I don’t want to jump ahead too far in anticipation of the Ascension but as I hear Jesus’ commandment today, there is a part of me that flashes back to pre-Resurrection. There is a part of me that gets stuck. That forgets not what Jesus has done for me but that in offering himself everything has changed. 

Jesus says, “You are my friends if you do what I command you.  I do not call you servants any longer, because the servant does not know what the master is doing; but I have called you friends, because I have made known to you everything that I have heard from my Father.” Jesus’ distinction of this shift from being servants to friends shows us one way that things have changed. As I said, at that point, the disciples didn’t really understand the implications of all that he was saying but, in Resurrection, in the presence of the Risen Lord it begins to make sense. 

This word “friend” would have been understood by John and his first century readers in a very particular way, written as it was in Greek. The concept of friend was something that Aristotle had written about extensively. For Aristotle the best way to develop in oneself a particular virtue is to emulate those who already embody it. He says, “A friend is another self.” For Aristotle, we form each other in the moral life. In saying this, he goes on to characterize three types of friendship. The first type is about utility; we have friends who are useful to us in some way, for business or social functions. The second type is more about pleasure; we have friends whose company we enjoy. But it’s the third type of friendship that is the most important, the one I think Jesus has in mind when he calls the disciples friends. This is friendship for the sake of friendship. Friendship that does not depend on what we gain from the relationship but the relationship that by it’s very existence fosters the kind of self-giving love that Jesus embodies. The kind of friendship Jesus offers his disciples is not about reward. It’s not about pleasure. It’s a friendship that teaches us to love as God loves. We have that in Jesus. We see how he loves and we are called into that love, called to offer that same love in his name.

Several years ago, I was in a group and we were discussing this very passage. After some general talk that really seemed to be going nowhere, one of the group members said, very candidly, “I completely fail at this. I can’t love as Jesus loves. I want to,” he said. “But there are just some people I can’t love.” There was silence among the group members, but then there were some knowing nods of agreement. It’s hard. We are called to love as Jesus loves, but we are not Jesus.

In what seems like a lifetime ago, on Ash Wednesday, I talked about the concept of compunction, the sorrowful joy that characterizes the season of Lent. We recognize that we fall short, that we miss the mark, that we sin, and it pains us. It pierces our heart, but it is in that piercing that God’s love enters. That’s the Easter joy that we know only from the wounds of the Risen Christ. That’s the joy that the disciples have begun to know in the Resurrection. It’s our joy. 

As I said earlier, Christ is about to ascend to the Father. He leaves us as a bodily presence but in his commandment to love one another as he loves us, if we abide in his love, our joy will be complete.
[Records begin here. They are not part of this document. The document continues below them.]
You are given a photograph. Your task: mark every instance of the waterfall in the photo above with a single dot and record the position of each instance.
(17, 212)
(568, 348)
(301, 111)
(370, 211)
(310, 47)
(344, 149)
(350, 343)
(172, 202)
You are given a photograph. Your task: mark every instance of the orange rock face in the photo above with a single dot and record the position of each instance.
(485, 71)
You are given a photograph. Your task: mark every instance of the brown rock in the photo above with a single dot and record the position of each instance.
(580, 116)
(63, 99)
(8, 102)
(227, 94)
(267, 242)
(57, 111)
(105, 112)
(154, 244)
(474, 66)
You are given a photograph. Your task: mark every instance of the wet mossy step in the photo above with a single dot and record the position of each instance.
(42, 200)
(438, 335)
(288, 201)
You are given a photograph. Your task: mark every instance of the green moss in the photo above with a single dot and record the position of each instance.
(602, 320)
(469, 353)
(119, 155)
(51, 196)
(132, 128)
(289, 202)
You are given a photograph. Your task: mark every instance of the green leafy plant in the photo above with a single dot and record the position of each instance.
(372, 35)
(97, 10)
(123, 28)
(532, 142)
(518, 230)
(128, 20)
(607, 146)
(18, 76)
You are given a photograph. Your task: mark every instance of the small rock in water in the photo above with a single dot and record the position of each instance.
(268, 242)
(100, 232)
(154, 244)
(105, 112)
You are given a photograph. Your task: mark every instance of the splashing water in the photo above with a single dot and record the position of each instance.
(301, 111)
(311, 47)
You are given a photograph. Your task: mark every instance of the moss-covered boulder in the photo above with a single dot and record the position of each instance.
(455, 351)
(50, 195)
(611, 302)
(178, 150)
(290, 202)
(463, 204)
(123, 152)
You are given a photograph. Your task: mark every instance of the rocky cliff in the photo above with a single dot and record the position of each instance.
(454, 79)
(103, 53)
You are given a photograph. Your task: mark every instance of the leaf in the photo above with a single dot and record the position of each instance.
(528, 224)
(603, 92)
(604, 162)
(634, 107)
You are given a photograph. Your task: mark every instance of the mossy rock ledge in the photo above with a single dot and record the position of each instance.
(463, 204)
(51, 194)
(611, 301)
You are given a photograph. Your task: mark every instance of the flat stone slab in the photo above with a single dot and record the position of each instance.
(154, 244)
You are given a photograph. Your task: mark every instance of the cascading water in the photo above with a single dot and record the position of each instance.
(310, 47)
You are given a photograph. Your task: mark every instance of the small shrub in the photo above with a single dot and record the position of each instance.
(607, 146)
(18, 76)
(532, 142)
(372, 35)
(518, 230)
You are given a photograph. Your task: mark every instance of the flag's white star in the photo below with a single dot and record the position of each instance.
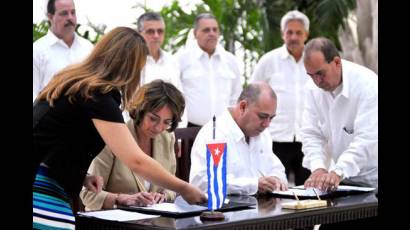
(217, 151)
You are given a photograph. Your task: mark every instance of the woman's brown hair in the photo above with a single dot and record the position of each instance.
(115, 63)
(152, 97)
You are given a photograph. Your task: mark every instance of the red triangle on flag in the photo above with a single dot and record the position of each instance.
(216, 150)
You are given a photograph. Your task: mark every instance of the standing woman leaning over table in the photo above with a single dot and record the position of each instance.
(79, 112)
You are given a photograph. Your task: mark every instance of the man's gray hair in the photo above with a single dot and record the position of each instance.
(251, 92)
(294, 15)
(202, 16)
(149, 16)
(323, 45)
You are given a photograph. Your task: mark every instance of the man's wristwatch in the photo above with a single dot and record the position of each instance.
(116, 201)
(339, 172)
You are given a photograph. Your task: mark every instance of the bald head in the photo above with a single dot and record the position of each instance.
(255, 108)
(253, 91)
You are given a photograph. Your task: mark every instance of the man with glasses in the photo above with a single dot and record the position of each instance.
(160, 64)
(60, 47)
(340, 120)
(251, 165)
(283, 69)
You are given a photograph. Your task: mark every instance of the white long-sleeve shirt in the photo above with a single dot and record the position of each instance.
(166, 69)
(245, 162)
(210, 84)
(51, 54)
(287, 78)
(343, 130)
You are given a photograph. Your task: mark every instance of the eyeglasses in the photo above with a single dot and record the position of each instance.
(152, 31)
(320, 73)
(156, 120)
(265, 117)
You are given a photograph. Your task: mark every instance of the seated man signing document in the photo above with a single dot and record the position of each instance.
(251, 165)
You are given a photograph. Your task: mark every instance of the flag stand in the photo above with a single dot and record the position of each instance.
(212, 216)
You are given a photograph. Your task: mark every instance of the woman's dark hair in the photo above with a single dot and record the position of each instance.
(152, 97)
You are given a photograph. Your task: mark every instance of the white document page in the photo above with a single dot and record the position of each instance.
(179, 206)
(309, 192)
(118, 215)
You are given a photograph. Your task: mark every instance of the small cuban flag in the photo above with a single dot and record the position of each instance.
(216, 170)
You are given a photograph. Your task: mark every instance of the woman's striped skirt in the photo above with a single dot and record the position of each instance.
(51, 205)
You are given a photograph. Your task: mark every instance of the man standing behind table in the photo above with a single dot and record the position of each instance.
(340, 120)
(160, 64)
(60, 47)
(283, 69)
(209, 74)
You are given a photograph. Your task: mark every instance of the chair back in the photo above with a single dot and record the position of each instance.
(184, 139)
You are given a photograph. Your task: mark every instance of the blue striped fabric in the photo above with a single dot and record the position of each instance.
(51, 206)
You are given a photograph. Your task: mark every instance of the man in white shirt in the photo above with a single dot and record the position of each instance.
(60, 47)
(251, 165)
(160, 64)
(209, 74)
(283, 69)
(340, 120)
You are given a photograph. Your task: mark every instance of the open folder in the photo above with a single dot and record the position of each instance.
(308, 193)
(180, 208)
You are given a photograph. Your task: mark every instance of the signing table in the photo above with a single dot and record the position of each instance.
(267, 213)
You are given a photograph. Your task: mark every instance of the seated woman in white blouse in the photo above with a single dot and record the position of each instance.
(157, 108)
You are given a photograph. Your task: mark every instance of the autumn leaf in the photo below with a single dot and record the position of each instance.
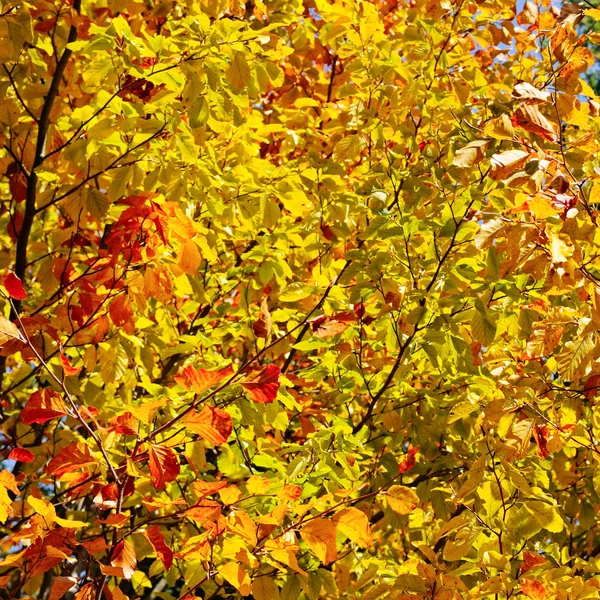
(200, 380)
(401, 500)
(526, 92)
(189, 257)
(529, 117)
(238, 73)
(530, 561)
(21, 455)
(320, 535)
(534, 589)
(68, 369)
(237, 576)
(124, 558)
(262, 326)
(212, 424)
(157, 540)
(354, 524)
(409, 462)
(163, 464)
(86, 592)
(591, 386)
(60, 586)
(471, 154)
(505, 163)
(8, 331)
(262, 383)
(42, 406)
(14, 287)
(71, 458)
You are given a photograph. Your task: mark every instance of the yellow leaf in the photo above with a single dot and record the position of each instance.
(319, 535)
(265, 588)
(238, 74)
(542, 207)
(505, 163)
(401, 499)
(189, 258)
(42, 508)
(69, 524)
(560, 250)
(237, 577)
(354, 524)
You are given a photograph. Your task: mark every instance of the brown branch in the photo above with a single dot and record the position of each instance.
(32, 180)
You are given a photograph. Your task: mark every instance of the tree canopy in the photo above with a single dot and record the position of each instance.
(300, 300)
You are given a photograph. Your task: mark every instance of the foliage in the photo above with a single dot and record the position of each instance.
(300, 300)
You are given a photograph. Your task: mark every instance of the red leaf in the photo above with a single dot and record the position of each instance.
(590, 388)
(201, 380)
(21, 455)
(60, 586)
(155, 537)
(124, 557)
(213, 424)
(409, 462)
(71, 458)
(14, 287)
(121, 313)
(68, 368)
(42, 406)
(164, 466)
(541, 437)
(262, 383)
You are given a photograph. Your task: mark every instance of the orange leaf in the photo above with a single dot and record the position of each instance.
(124, 558)
(239, 522)
(87, 592)
(354, 524)
(529, 117)
(409, 462)
(207, 488)
(540, 433)
(189, 258)
(319, 535)
(212, 424)
(68, 368)
(42, 406)
(164, 465)
(60, 586)
(262, 383)
(121, 313)
(71, 458)
(14, 287)
(155, 537)
(21, 455)
(505, 163)
(591, 386)
(201, 380)
(533, 589)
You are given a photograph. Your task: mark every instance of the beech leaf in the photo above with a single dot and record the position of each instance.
(262, 383)
(212, 424)
(163, 464)
(320, 536)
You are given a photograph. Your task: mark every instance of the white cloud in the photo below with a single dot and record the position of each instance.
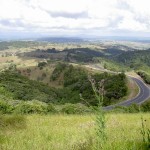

That’s his promise to us. Our job, the work that we are called to do in his name, to love as he loves, is hard. John tells us in his letter that we read today that it is not burdensome, and that is correct in that we are freed from sin by love, but we must remember, even as Jesus ascends and leaves us in body, he is there with the Father in heaven always calling us, always waiting for us, and yet always with us. That’s the friendship of Jesus. May we all learn from him and bear fruit that is worthy of his name.  Amen.